I’m thinking about Lascaux this morning because a scene from the cave art is one of the images chosen by writer and artist Trevor Paglen for a multimedia project called The Last Pictures, an archive of 100 black and white photographic images launched into geosynchronous orbit aboard a communications satellite in November. Paglen had been contemplating the fact that most satellites in low Earth orbits eventually return to Earth, forced down by the inexorable processes of orbital decay. But communications satellites, almost 36,000 kilometers above the equator, are up there for good. “These satellites are the longest-lasting things that humans have ever made,” Paglen told The Atlantic‘s Austin Considine in a recent interview. “Very few, if any, traces of human civilization [will remain] on the surface of the earth. But a ring of dead satellites and spaceships will remain in orbit, essentially, forever.”

So Paglen set about choosing photographs that would record the human experience, working with artists, scientists, philosophers and anthropologists to decide how to encapsulate it. Drawing on the expertise of a team at MIT and weighing the physical constraints for an archive he saw as lasting several billion years, the chosen images were etched into a silicon wafer that was bolted along with its protective shell onto the EchoStar XVI, a satellite operated by Dish Network. The satellite is expected to carry programming for 15 years, the archive to survive for billions more.

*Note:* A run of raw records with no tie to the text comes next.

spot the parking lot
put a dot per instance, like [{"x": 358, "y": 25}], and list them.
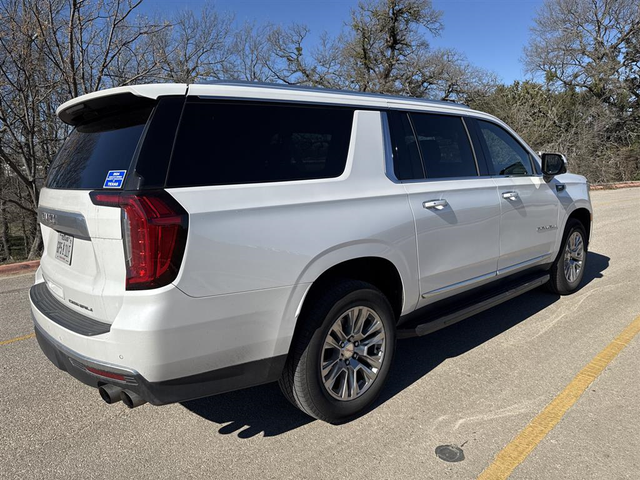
[{"x": 475, "y": 385}]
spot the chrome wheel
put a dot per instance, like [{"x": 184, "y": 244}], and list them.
[
  {"x": 353, "y": 353},
  {"x": 573, "y": 257}
]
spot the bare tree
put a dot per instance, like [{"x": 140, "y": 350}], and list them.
[
  {"x": 585, "y": 44},
  {"x": 50, "y": 51},
  {"x": 195, "y": 46}
]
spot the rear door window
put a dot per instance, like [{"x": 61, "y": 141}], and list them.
[
  {"x": 445, "y": 146},
  {"x": 93, "y": 149},
  {"x": 236, "y": 143},
  {"x": 407, "y": 164},
  {"x": 506, "y": 155}
]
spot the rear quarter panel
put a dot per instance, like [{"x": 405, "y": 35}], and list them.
[{"x": 263, "y": 236}]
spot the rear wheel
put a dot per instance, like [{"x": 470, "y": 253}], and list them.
[
  {"x": 341, "y": 354},
  {"x": 568, "y": 269}
]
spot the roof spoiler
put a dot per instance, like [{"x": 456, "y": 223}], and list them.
[{"x": 88, "y": 107}]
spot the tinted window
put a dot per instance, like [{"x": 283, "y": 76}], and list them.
[
  {"x": 95, "y": 148},
  {"x": 155, "y": 151},
  {"x": 407, "y": 164},
  {"x": 506, "y": 155},
  {"x": 444, "y": 144},
  {"x": 220, "y": 144}
]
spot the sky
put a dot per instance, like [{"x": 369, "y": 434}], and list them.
[{"x": 491, "y": 33}]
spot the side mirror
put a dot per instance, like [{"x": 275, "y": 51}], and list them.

Have a look at Considine’s piece, which reproduces several of the images, including art from Lascaux as well as cherry blossoms against a clear sky, a waterspout in the Florida Keys and a group of orphan refugees from Greece and Armenia wading into the sea for the first time. How you cull 100 images out of the vast possibilities in archives around the world is a story in itself, and it’s clear that Paglen had no didactic agenda in their selection. No captions accompany the satellite-born text (although they are available in an accompanying book available through Paglen’s site). Like the cave paintings, Paglen’s images are evocative without shedding obvious meaning, capable of deep layers of interpretation and conveying a sense of shared experience.

Considine’s interview is itself moody and interesting. Here’s a bit more of it:

Sagan’s records implicitly assumed we would be around for an alien follow-up call. It tried — ambitiously, if somewhat arrogantly — to make a good first impression. “The Last Pictures” assumes it is impossible to say anything universal or lasting about humanity, and that we’ll be long gone by the time its pictures are discovered, if they’re found at all.

“This is not a project that’s supposed to explain to aliens what humans are all about and be the definitive record of human civilization,” Paglen said. It is, he added, “a collection of images that explained to somebody in the future what happened to all of the people who built the dead spaceships in orbit around the earth. And how they killed themselves.” (Or perhaps were killed?)

As art, this is work that proceeds without any certainty of a future audience, and makes its statement by that very ambiguity. If our species works its way through the thousand traps of technological growth and survives, the Paglen photographs become a time capsule of the sort we tend to stick in the cornerstone of buildings, and we can imagine humans of the future looking upon the ancient satellite as no more than a curiosity. If we don’t survive, we can imagine the same faint chance the Voyagers have of being detected and studied by some other intelligence, a thought that adds an almost unbearable poignancy to some of these images.

I wouldn’t want to try to convey the experience of an entire species through any series of images, and with a number as small as 100, the choice seems hopelessly arbitrary. But what gives the work a certain fascination is that we live in an era when we can create something that could outlive its makers not just by millennia but by eons. There will be more such things as we continue to push out into the Solar System, with space probes that continue their journeys long after they have fallen silent, and all will bear witness to the civilization that put them in motion. That in itself is evocative of the deep mystery we all face as we confront our existence, a mystery the cave painters surely felt as they captured hunters, bison and aurochs on walls of ancient stone.